Hybrid or electric: what is the difference?

There's no doubt we'll all be driving electric vehicles in the foreseeable future. What many drivers are still unsure about, however, is whether to go fully electric or park a hybrid car in their garage. But what exactly is the difference between a hybrid, plug-in hybrid and fully electric vehicle? We break down the differences for you here.

Hybrid

A hybrid is powered by a combination of electric motor and internal combustion engine. It uses only the electric motor when accelerating and at speeds of up to 25 km/h, which makes it perfect for city driving. When driven faster, the internal combustion engine kicks in. Result: you use less petrol and enjoy better acceleration performance.

The system recovers energy through 'regenerative' braking.

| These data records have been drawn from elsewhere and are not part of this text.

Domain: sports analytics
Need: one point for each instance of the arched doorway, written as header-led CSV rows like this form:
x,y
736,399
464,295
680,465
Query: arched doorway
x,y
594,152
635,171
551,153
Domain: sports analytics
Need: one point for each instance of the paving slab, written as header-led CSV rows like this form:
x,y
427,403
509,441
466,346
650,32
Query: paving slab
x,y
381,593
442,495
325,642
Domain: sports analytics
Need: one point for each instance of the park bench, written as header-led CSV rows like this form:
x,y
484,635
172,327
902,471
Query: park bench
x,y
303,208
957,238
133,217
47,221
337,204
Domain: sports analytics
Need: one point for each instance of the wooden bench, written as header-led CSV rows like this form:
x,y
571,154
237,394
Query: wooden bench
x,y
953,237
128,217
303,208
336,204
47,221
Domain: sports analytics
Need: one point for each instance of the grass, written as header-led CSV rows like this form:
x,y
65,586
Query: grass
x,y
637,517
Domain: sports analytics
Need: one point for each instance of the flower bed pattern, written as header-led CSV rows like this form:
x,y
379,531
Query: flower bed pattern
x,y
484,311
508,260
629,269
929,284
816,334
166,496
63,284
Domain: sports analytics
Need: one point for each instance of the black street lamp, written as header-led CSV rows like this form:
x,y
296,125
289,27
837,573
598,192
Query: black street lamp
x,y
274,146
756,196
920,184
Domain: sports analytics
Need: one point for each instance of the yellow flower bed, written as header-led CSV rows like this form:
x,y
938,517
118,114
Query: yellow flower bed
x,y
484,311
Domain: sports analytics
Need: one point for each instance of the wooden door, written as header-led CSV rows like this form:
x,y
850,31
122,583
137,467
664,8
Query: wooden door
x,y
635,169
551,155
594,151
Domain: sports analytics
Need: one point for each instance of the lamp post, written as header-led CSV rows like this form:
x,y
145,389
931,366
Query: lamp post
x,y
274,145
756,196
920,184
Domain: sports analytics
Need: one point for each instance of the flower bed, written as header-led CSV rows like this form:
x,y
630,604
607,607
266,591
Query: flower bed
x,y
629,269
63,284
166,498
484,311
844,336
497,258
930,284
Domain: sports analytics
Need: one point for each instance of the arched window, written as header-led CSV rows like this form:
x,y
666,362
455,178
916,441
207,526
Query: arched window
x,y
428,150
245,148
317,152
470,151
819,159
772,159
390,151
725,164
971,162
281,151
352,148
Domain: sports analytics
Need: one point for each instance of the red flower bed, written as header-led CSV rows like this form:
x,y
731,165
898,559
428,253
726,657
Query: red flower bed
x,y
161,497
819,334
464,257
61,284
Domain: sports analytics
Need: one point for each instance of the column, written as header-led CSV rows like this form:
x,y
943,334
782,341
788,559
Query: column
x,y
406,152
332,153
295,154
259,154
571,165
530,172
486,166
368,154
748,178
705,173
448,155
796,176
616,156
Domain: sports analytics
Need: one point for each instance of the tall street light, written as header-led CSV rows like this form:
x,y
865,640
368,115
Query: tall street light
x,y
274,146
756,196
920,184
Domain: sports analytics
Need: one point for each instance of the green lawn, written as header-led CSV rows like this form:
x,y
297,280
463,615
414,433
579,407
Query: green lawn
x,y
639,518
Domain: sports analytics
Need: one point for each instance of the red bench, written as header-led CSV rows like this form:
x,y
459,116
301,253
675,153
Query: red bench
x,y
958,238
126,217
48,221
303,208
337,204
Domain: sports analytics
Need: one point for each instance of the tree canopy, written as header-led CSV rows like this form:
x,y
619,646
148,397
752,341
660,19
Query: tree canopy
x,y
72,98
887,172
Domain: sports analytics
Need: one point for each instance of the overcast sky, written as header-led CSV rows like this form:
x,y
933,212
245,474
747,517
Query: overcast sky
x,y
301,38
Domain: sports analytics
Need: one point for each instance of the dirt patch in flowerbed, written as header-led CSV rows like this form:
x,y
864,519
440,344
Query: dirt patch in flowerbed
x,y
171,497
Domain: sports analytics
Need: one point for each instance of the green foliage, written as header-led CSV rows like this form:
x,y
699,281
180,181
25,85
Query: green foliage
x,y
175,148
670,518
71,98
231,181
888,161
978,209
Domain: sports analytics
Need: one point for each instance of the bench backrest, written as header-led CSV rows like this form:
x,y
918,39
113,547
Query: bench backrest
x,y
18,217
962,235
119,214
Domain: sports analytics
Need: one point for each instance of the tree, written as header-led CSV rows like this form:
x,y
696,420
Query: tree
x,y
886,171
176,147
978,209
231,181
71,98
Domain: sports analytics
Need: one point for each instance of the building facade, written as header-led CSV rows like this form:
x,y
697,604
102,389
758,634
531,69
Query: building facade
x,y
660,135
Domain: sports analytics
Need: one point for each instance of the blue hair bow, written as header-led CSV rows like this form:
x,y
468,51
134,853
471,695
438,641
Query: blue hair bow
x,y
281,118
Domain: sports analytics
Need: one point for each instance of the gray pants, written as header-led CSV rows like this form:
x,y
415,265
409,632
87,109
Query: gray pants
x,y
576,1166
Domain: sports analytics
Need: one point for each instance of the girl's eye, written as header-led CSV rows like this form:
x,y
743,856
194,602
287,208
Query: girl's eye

This means that the energy released when braking is recovered and used to recharge the battery while driving. This means you never have to plug in a hybrid.

Plug-in hybrid

The main difference between a conventional and a plug-in hybrid, also known as a PHEV (Plug-in Hybrid Electric Vehicle), is that the latter has a much larger battery that needs to be charged in an outlet at home, at work or on the road. Think of it as a larger petrol tank that lets you drive much further on full electric power.

Plug-in hybrids therefore have a much longer electric range than ordinary hybrid cars. And when the electric range is all used up, the car simply switches to its traditional combustion engine.

Electric

A Battery Electric Vehicle (BEV) is powered by a large battery that is connected to at least one electric motor. There is no petrol, gas or diesel involved.

Battery electric vehicles are becoming increasingly common and affordable thanks to rapid innovations by relatively new companies such as Tesla and established car manufacturers such as Audi, BMW, Mercedes, Volkswagen and Nissan.

What's more, the charging infrastructure and technology is developing and improving all the time, while the charging network has grown exponentially in recent years, especially in North America, Europe and China.

With lower costs, an influx of new makes and models, and waning range anxiety now that so many charging stations are springing up everywhere, it has never been easier or more attractive to go electric.

Last but not least, fully electric cars (with zero emissions) are among the greenest on the market. They're the perfect choice for eco-conscious drivers who often travel relatively short distances. And for those who think that electric is synonymous with boring, think again! The immediately available power and torque of an electric motor guarantee an exciting driving experience!